Sermon Illustrations
Toxic Assets
The 2009 economic crisis brought an interesting phrase into the headlines: toxic assets. Toxic assets are one of the factors contributing to the trouble that banks are in now. The assets are loans. Somebody owes the banks money. Normally banks want people to owe them money and pay them interest on the principal. But as the economy now stands, especially with the mortgage foreclosure crisis, many of the loans have actually become liabilities, because the houses that secured the loans have decreased in value below the amount of the loan.
When assets become harmful to your bottom line, they are no longer really assets. They are liabilities. They are toxic.

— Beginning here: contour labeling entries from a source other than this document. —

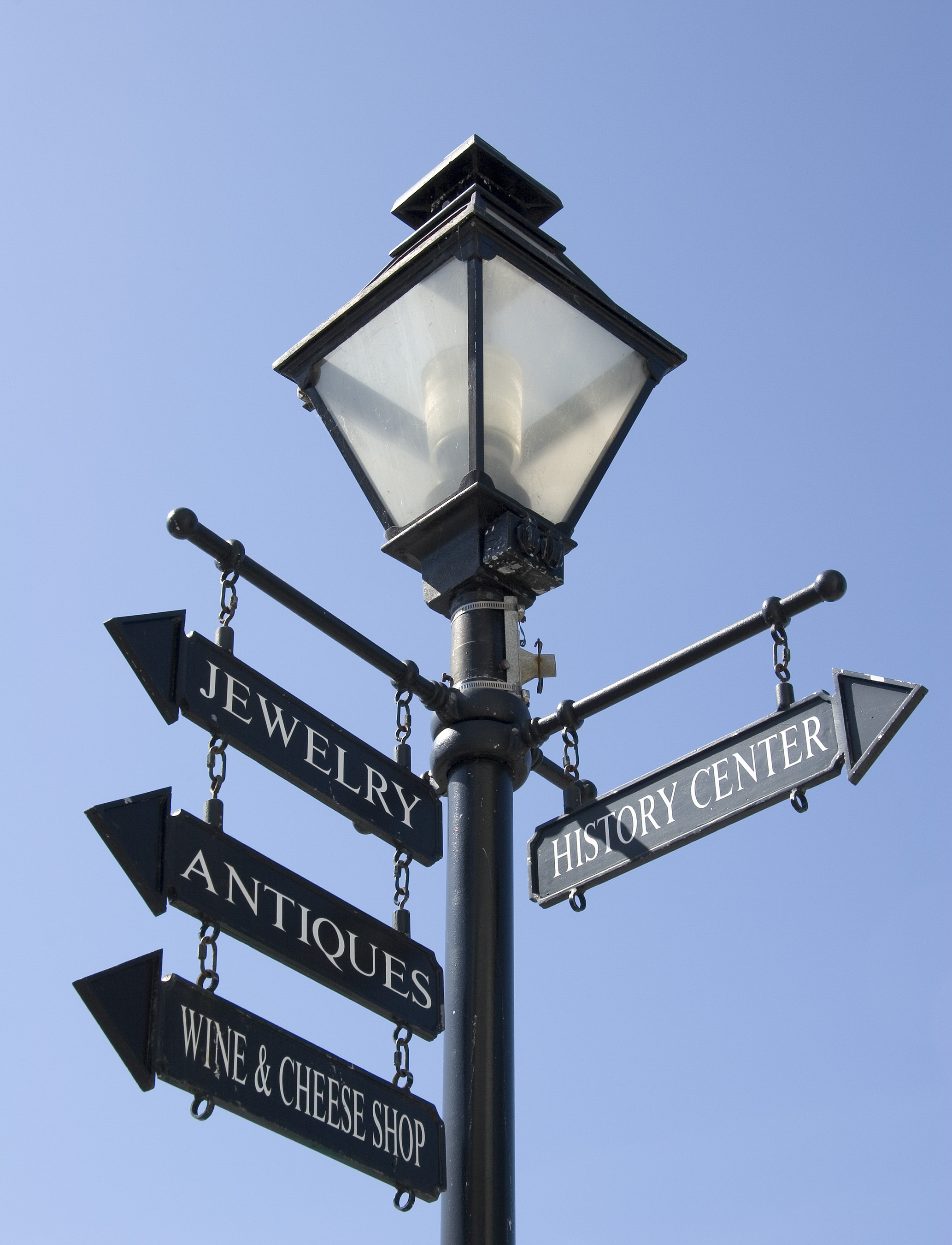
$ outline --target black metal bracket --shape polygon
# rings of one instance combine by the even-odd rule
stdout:
[[[718,652],[724,652],[726,649],[732,649],[742,640],[749,640],[754,635],[769,631],[772,626],[778,625],[775,621],[778,618],[785,619],[783,624],[785,626],[795,614],[803,614],[821,601],[839,601],[845,591],[845,576],[839,570],[824,570],[813,584],[801,588],[799,593],[784,596],[783,600],[770,596],[757,614],[750,614],[749,618],[740,619],[739,622],[733,622],[722,631],[716,631],[704,640],[698,640],[697,644],[673,652],[670,657],[645,666],[643,670],[628,675],[627,679],[620,679],[617,684],[602,687],[601,691],[584,696],[579,701],[562,701],[554,713],[534,717],[526,722],[523,727],[523,738],[530,748],[538,748],[550,736],[561,731],[564,726],[577,731],[585,718],[591,717],[592,713],[611,708],[612,705],[617,705],[637,692],[643,692],[647,687],[653,687],[655,684],[681,674],[682,670],[688,670]]]
[[[214,558],[219,570],[238,570],[243,580],[254,584],[273,600],[304,619],[305,622],[310,622],[311,626],[330,636],[331,640],[336,640],[337,644],[348,649],[375,670],[387,675],[397,691],[413,692],[424,708],[437,713],[449,712],[452,716],[454,695],[452,688],[424,679],[414,661],[401,661],[399,657],[394,657],[392,652],[381,649],[373,640],[325,610],[310,596],[305,596],[304,593],[299,593],[296,588],[279,579],[268,568],[249,558],[240,540],[225,540],[219,537],[209,528],[203,527],[194,510],[185,507],[173,510],[166,520],[166,527],[177,540],[188,540],[197,549]]]

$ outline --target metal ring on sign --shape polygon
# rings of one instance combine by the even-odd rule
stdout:
[[[208,1111],[199,1111],[198,1109],[199,1103],[203,1103],[203,1102],[208,1103]],[[215,1109],[215,1104],[212,1102],[212,1099],[208,1097],[208,1094],[204,1094],[204,1093],[197,1093],[195,1097],[192,1099],[192,1107],[189,1108],[189,1111],[192,1112],[192,1118],[193,1119],[203,1119],[203,1120],[208,1119],[208,1117],[212,1114],[212,1112],[214,1109]]]

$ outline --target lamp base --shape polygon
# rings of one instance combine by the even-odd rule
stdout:
[[[502,588],[529,606],[562,584],[565,554],[575,542],[533,510],[500,493],[480,473],[406,528],[388,528],[381,545],[423,575],[423,600],[449,618],[460,591]]]

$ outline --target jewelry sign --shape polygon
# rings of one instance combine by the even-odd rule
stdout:
[[[859,782],[926,695],[920,684],[834,670],[814,692],[577,810],[529,840],[529,894],[543,908],[835,778]]]
[[[141,1089],[158,1077],[195,1096],[198,1118],[224,1107],[424,1201],[446,1189],[432,1103],[210,990],[163,977],[162,951],[73,986]]]
[[[431,950],[170,803],[166,787],[86,812],[157,916],[169,903],[427,1041],[442,1032]]]
[[[204,636],[185,611],[110,619],[106,630],[153,703],[429,865],[443,855],[443,809],[428,782],[337,726]]]

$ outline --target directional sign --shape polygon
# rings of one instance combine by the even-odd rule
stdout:
[[[187,635],[184,610],[110,619],[106,630],[167,722],[182,710],[421,864],[443,855],[443,809],[429,783],[225,649]]]
[[[166,787],[86,810],[156,916],[168,901],[427,1041],[442,1032],[432,951],[170,803]]]
[[[835,778],[844,763],[859,782],[926,688],[845,671],[834,677],[835,697],[814,692],[540,825],[528,845],[529,896],[549,908]]]
[[[75,981],[141,1089],[156,1077],[436,1201],[437,1108],[174,974],[162,951]]]

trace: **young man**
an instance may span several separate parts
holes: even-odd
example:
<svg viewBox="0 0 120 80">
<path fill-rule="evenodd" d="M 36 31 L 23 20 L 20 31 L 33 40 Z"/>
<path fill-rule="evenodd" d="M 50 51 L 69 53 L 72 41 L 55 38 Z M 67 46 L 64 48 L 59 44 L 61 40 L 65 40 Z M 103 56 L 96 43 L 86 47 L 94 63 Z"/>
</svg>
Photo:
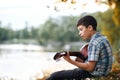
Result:
<svg viewBox="0 0 120 80">
<path fill-rule="evenodd" d="M 112 49 L 108 39 L 96 30 L 97 21 L 93 16 L 82 17 L 77 23 L 79 35 L 84 40 L 90 40 L 88 59 L 82 63 L 70 58 L 69 52 L 63 58 L 77 66 L 73 70 L 62 70 L 50 75 L 47 80 L 81 80 L 84 78 L 107 76 L 112 68 Z M 66 66 L 68 67 L 68 66 Z"/>
</svg>

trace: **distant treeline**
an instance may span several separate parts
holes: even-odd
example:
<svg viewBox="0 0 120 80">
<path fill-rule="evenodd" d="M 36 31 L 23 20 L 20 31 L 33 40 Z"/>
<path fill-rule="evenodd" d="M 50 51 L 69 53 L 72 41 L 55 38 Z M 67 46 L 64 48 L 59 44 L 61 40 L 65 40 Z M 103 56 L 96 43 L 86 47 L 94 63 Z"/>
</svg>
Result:
<svg viewBox="0 0 120 80">
<path fill-rule="evenodd" d="M 0 25 L 0 42 L 12 39 L 35 39 L 41 45 L 49 43 L 65 44 L 68 42 L 82 41 L 76 28 L 77 20 L 89 13 L 79 16 L 61 16 L 49 18 L 39 27 L 25 27 L 21 30 L 12 30 Z M 115 50 L 120 48 L 120 25 L 115 26 L 112 19 L 113 11 L 92 13 L 98 21 L 98 30 L 106 35 Z M 1 22 L 2 24 L 2 22 Z M 9 27 L 9 26 L 8 26 Z"/>
</svg>

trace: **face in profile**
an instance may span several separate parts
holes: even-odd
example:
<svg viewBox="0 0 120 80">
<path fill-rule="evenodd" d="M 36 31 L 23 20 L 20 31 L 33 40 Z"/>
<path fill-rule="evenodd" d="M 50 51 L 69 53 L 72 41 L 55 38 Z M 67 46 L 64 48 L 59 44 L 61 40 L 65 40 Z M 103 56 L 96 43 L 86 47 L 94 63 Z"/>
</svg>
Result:
<svg viewBox="0 0 120 80">
<path fill-rule="evenodd" d="M 87 40 L 91 38 L 92 26 L 89 25 L 87 28 L 83 25 L 78 26 L 79 35 L 82 39 Z"/>
</svg>

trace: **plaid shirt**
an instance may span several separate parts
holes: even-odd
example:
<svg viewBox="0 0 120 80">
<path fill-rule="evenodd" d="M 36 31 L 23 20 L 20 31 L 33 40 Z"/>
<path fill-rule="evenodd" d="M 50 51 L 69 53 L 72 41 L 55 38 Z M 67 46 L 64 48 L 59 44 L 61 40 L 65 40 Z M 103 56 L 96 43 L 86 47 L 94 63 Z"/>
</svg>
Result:
<svg viewBox="0 0 120 80">
<path fill-rule="evenodd" d="M 88 46 L 88 61 L 97 61 L 94 76 L 106 76 L 112 68 L 113 54 L 107 38 L 100 33 L 92 36 Z"/>
</svg>

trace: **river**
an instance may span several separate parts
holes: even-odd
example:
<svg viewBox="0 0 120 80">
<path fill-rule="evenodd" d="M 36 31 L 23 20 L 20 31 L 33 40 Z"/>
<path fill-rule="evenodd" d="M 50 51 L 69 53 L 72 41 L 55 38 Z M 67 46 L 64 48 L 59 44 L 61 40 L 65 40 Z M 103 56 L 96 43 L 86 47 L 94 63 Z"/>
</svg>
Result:
<svg viewBox="0 0 120 80">
<path fill-rule="evenodd" d="M 36 80 L 45 73 L 70 69 L 74 66 L 61 60 L 56 62 L 56 52 L 0 50 L 0 79 L 4 80 Z M 67 67 L 66 67 L 67 66 Z M 69 66 L 69 67 L 68 67 Z"/>
</svg>

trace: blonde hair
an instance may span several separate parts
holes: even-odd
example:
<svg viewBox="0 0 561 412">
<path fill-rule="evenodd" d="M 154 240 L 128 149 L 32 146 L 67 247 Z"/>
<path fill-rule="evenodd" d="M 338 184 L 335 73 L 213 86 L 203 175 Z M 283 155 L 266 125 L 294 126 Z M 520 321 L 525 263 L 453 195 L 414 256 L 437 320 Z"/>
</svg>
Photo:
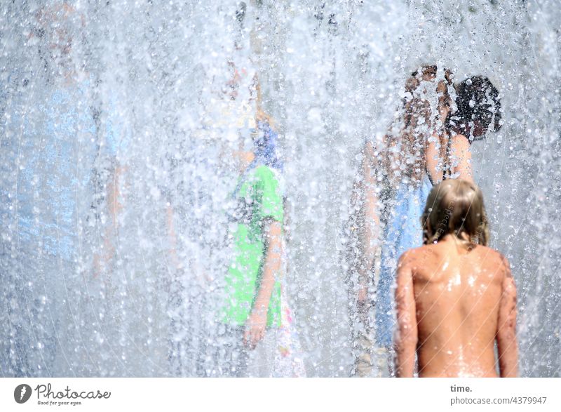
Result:
<svg viewBox="0 0 561 412">
<path fill-rule="evenodd" d="M 460 179 L 446 180 L 435 186 L 421 218 L 423 243 L 436 243 L 449 233 L 471 248 L 487 246 L 489 226 L 483 194 L 475 184 Z"/>
</svg>

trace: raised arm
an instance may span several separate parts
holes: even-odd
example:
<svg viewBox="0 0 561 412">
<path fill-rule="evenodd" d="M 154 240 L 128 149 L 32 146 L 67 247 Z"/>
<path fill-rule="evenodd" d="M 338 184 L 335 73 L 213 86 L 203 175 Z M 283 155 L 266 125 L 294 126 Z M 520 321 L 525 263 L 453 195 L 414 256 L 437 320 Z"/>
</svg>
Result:
<svg viewBox="0 0 561 412">
<path fill-rule="evenodd" d="M 251 314 L 248 319 L 243 341 L 254 349 L 265 334 L 267 310 L 275 280 L 280 270 L 282 256 L 282 232 L 280 222 L 271 220 L 265 230 L 266 255 L 263 267 L 263 274 L 257 291 Z"/>
<path fill-rule="evenodd" d="M 504 279 L 499 308 L 496 343 L 501 378 L 518 376 L 518 344 L 516 340 L 516 286 L 508 260 L 503 258 Z"/>
<path fill-rule="evenodd" d="M 398 328 L 396 331 L 396 375 L 412 378 L 418 340 L 413 273 L 410 252 L 405 252 L 398 263 L 396 305 Z"/>
</svg>

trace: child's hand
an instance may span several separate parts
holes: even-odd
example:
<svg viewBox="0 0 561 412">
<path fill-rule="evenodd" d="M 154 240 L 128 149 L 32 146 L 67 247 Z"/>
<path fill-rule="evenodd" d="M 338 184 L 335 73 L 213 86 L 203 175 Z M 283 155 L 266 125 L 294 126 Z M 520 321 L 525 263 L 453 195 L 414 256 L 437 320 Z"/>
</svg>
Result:
<svg viewBox="0 0 561 412">
<path fill-rule="evenodd" d="M 255 349 L 259 341 L 265 335 L 266 323 L 267 314 L 265 310 L 252 312 L 245 323 L 243 344 L 250 349 Z"/>
</svg>

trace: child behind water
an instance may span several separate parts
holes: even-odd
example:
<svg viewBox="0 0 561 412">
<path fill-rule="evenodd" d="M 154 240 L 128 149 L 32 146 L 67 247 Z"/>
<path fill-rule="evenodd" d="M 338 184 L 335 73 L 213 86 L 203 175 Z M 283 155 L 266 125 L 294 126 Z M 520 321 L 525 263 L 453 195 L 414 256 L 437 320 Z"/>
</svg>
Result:
<svg viewBox="0 0 561 412">
<path fill-rule="evenodd" d="M 445 180 L 427 199 L 424 245 L 400 258 L 396 370 L 420 377 L 518 374 L 516 288 L 506 259 L 487 246 L 479 188 Z"/>
</svg>

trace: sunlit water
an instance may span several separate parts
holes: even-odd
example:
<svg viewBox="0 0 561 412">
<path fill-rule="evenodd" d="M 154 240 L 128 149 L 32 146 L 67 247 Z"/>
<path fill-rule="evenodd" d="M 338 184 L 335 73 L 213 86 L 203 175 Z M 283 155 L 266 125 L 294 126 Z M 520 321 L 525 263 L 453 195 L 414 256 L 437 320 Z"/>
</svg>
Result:
<svg viewBox="0 0 561 412">
<path fill-rule="evenodd" d="M 0 6 L 1 374 L 217 373 L 231 61 L 258 73 L 280 133 L 286 284 L 308 376 L 351 373 L 358 154 L 386 132 L 409 74 L 435 63 L 501 92 L 505 124 L 473 144 L 475 178 L 518 286 L 520 375 L 558 376 L 558 3 L 247 3 L 243 18 L 224 1 Z M 116 253 L 96 273 L 111 182 Z"/>
</svg>

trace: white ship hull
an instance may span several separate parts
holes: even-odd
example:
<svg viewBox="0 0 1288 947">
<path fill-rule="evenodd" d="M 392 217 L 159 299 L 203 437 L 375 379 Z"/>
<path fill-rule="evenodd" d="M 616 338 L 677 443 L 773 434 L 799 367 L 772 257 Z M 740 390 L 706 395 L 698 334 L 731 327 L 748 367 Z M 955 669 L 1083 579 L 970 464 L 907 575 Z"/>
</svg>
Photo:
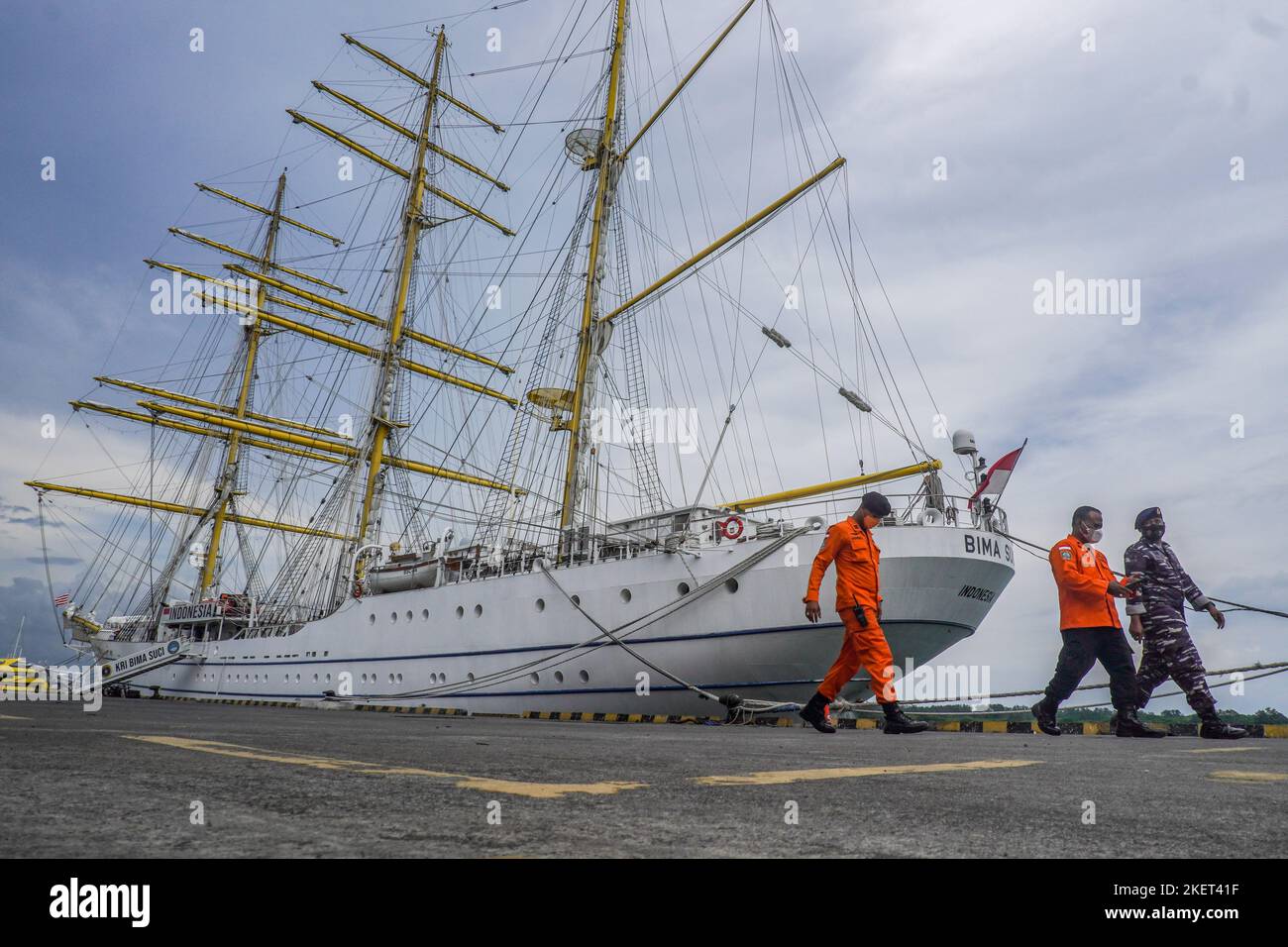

Toxic assets are not just a banking phenomenon; toxic assets can also be spiritual. A toxic asset is anything we think is an asset but that actually is hurting us spiritually.
Sins of the flesh, such as viewing pornography or taking illegal drugs, are toxic assets. We engage in these pleasures because we think they will benefit us, but the opposite is true.
A house or a car can be a toxic asset when it takes over your life and pushes God to the periphery. A job can be a toxic asset. Money, education, family and friends, physical beauty or handsomeness—all these things can be great assets to you unless you allow them to take God's place in your life, and you live for them or you trust in them. In that case they have become toxic assets.